Last week, mortgage rates dropped below 8%, marking a significant decrease. Despite staying high, they plunged the fastest in 16 months, indicating a notable shift in the housing market.
In response to the decline in fixed mortgage rates, Chief Economist Mark Fleming from First American shares insights on what might motivate homeowners to enter the US housing market.
Mark Fleming acknowledged the substantial weekly shift in mortgage rates. He emphasized that even at 7.6%, it remains comparatively high compared to rates from just a few years ago.
Despite this, there is a sense of contentment as it represents a notable drop from the 8% mark. He says discussions about the Federal Reserve potentially halting rate cuts signal a returning sense of certainty to the market.
Mark Flemming’s outlook on the Mortgage rates
Fleming mentioned to Yahoo Finance that there are psychological benchmarks tied to key numbers. He highlighted the positive impact of mortgage rates dropping below 7%.
In Fleming’s view, mortgage rates dropping to below 6% or within the 5% range could prompt people to consider moving despite having relatively lower current rates.
Mark expressed optimism, suggesting that there might be further reductions in rates in the coming months. He conveyed a willingness to welcome any relief in the current market conditions.
Usually, the housing market is the first to dip into a recession when the Fed increases rates and the first to recover. However, this time is somewhat different.
Due to many people securing exceptionally low rates, the limited housing inventory is crucial in maintaining elevated prices.
Even with a slight rate decrease, Mark doubts it will alter the supply shortage dynamics.
Currently, 90% of mortgaged homeowners enjoy rates below 6%, and he doesn’t anticipate seeing a 6% rate anytime soon.
For potential homebuyers, the positive aspect is that real estate often takes the lead in responding to Federal Reserve movements, offering insights into market trends.
Whitney anticipates a housing market shift in 2024
Renowned analyst Meredith Whitney, famed for foreseeing the 2008 financial crisis, is now forecasting significant shifts in the housing market, with her predictions pointing towards dramatic changes set to commence in 2024.
She predicts a reversal of the current trends, foreseeing a decline in prices and an increase in the supply of homes for sale. It would be a shift that could alleviate the challenges many Americans currently face in home-buying.
Referring to AARP estimates, Whitney highlights that 51% of individuals over 50, a demographic owning over 70% of US homes, are poised to downsize to smaller residences. This potential shift could introduce more than 30 million housing units in the market.
Anticipating a significant change in the supply-demand dynamic, Whitney mentioned that the shift is expected to commence late next year, extending into 2025.

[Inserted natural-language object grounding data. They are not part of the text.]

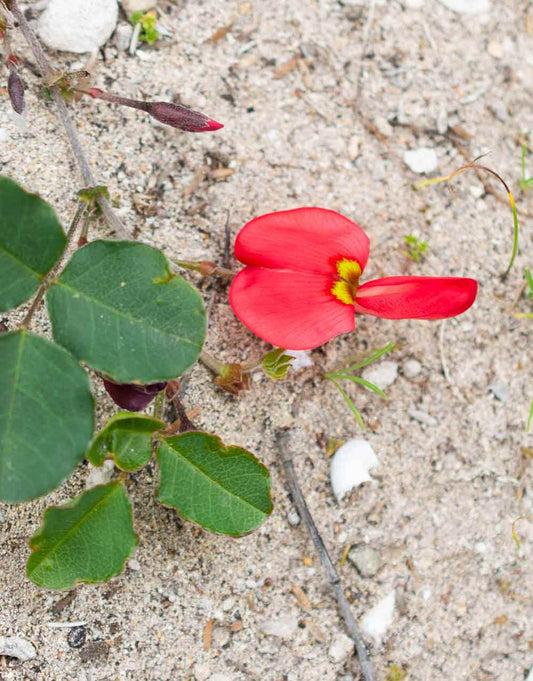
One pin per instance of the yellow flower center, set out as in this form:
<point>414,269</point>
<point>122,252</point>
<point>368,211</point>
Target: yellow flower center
<point>345,286</point>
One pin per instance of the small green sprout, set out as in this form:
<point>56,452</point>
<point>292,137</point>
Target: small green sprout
<point>416,247</point>
<point>345,374</point>
<point>148,21</point>
<point>525,183</point>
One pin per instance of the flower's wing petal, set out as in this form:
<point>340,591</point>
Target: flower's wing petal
<point>293,310</point>
<point>302,240</point>
<point>416,297</point>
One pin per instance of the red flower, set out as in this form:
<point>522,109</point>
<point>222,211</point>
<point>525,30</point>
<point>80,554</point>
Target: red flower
<point>300,286</point>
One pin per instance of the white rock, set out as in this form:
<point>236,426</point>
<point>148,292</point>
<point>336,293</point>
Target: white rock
<point>132,6</point>
<point>13,646</point>
<point>422,417</point>
<point>350,465</point>
<point>302,359</point>
<point>382,375</point>
<point>467,6</point>
<point>377,620</point>
<point>421,160</point>
<point>77,25</point>
<point>122,37</point>
<point>341,647</point>
<point>412,368</point>
<point>283,627</point>
<point>100,475</point>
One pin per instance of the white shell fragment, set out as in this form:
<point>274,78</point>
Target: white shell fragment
<point>350,465</point>
<point>13,646</point>
<point>421,160</point>
<point>78,25</point>
<point>467,6</point>
<point>377,620</point>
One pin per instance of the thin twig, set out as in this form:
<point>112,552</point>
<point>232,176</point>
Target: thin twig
<point>282,438</point>
<point>48,74</point>
<point>45,283</point>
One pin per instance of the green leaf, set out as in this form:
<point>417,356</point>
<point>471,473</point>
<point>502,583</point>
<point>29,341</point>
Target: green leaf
<point>126,438</point>
<point>46,415</point>
<point>87,539</point>
<point>118,308</point>
<point>276,364</point>
<point>224,489</point>
<point>31,242</point>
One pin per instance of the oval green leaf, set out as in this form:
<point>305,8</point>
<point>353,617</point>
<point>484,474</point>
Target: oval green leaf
<point>117,307</point>
<point>46,415</point>
<point>224,489</point>
<point>88,539</point>
<point>31,242</point>
<point>126,438</point>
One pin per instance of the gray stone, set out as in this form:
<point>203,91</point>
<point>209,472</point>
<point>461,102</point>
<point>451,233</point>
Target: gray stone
<point>382,375</point>
<point>422,417</point>
<point>412,368</point>
<point>283,627</point>
<point>366,560</point>
<point>499,390</point>
<point>13,646</point>
<point>341,648</point>
<point>77,25</point>
<point>421,160</point>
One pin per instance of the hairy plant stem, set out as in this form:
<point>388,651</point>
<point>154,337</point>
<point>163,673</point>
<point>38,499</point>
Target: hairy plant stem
<point>49,74</point>
<point>78,215</point>
<point>282,438</point>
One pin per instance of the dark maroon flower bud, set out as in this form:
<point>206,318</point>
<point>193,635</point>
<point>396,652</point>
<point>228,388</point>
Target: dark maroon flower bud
<point>131,396</point>
<point>170,114</point>
<point>15,86</point>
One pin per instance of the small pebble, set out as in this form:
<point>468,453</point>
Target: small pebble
<point>283,627</point>
<point>376,621</point>
<point>122,37</point>
<point>100,475</point>
<point>341,647</point>
<point>13,646</point>
<point>76,637</point>
<point>366,560</point>
<point>77,25</point>
<point>293,518</point>
<point>499,390</point>
<point>350,466</point>
<point>421,160</point>
<point>412,368</point>
<point>422,417</point>
<point>467,6</point>
<point>382,375</point>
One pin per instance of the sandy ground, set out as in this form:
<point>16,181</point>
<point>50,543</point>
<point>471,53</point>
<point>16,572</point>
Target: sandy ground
<point>313,132</point>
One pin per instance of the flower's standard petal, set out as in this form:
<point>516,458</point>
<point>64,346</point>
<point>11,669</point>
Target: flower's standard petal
<point>302,240</point>
<point>416,297</point>
<point>293,310</point>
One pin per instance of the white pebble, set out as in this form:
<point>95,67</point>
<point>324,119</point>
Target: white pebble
<point>350,465</point>
<point>341,647</point>
<point>412,368</point>
<point>377,620</point>
<point>282,627</point>
<point>467,6</point>
<point>100,475</point>
<point>421,160</point>
<point>422,417</point>
<point>13,646</point>
<point>77,25</point>
<point>382,375</point>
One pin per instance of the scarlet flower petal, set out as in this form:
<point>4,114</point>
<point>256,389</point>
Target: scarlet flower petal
<point>293,310</point>
<point>301,240</point>
<point>416,297</point>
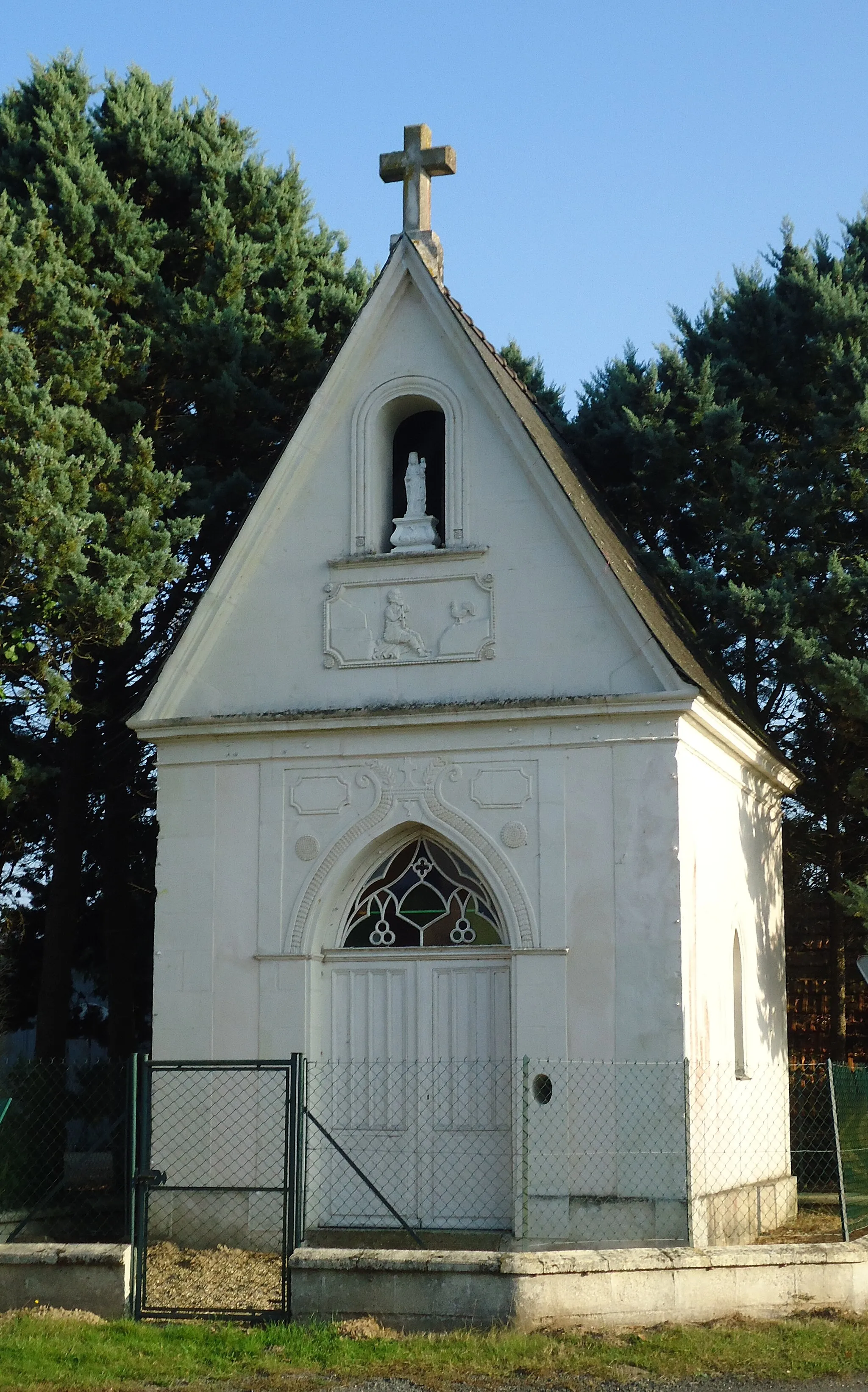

She characterizes it as a multi-decade cycle, emphasizing the substantial home equity Americans hold and posing the question of when they will choose to access it.
Mortgage rates dip, igniting a surge in demand and favorable loan terms
Last week marked the most significant one-week decline in mortgage rates over a year, leading to the first upswing in mortgage demand in a month.
According to the Mortgage Bankers Association’s seasonally adjusted index, total mortgage application volume increased by 2.5% compared to the previous week.
The average contract interest rate for 30-year fixed-rate mortgages, within conforming loan balances of $726,200 or less, dropped to 7.61% from 7.86%.
This decrease was accompanied by a decline in points to 0.69 from 0.73 (including the origination fee) for loans with a 20% down payment.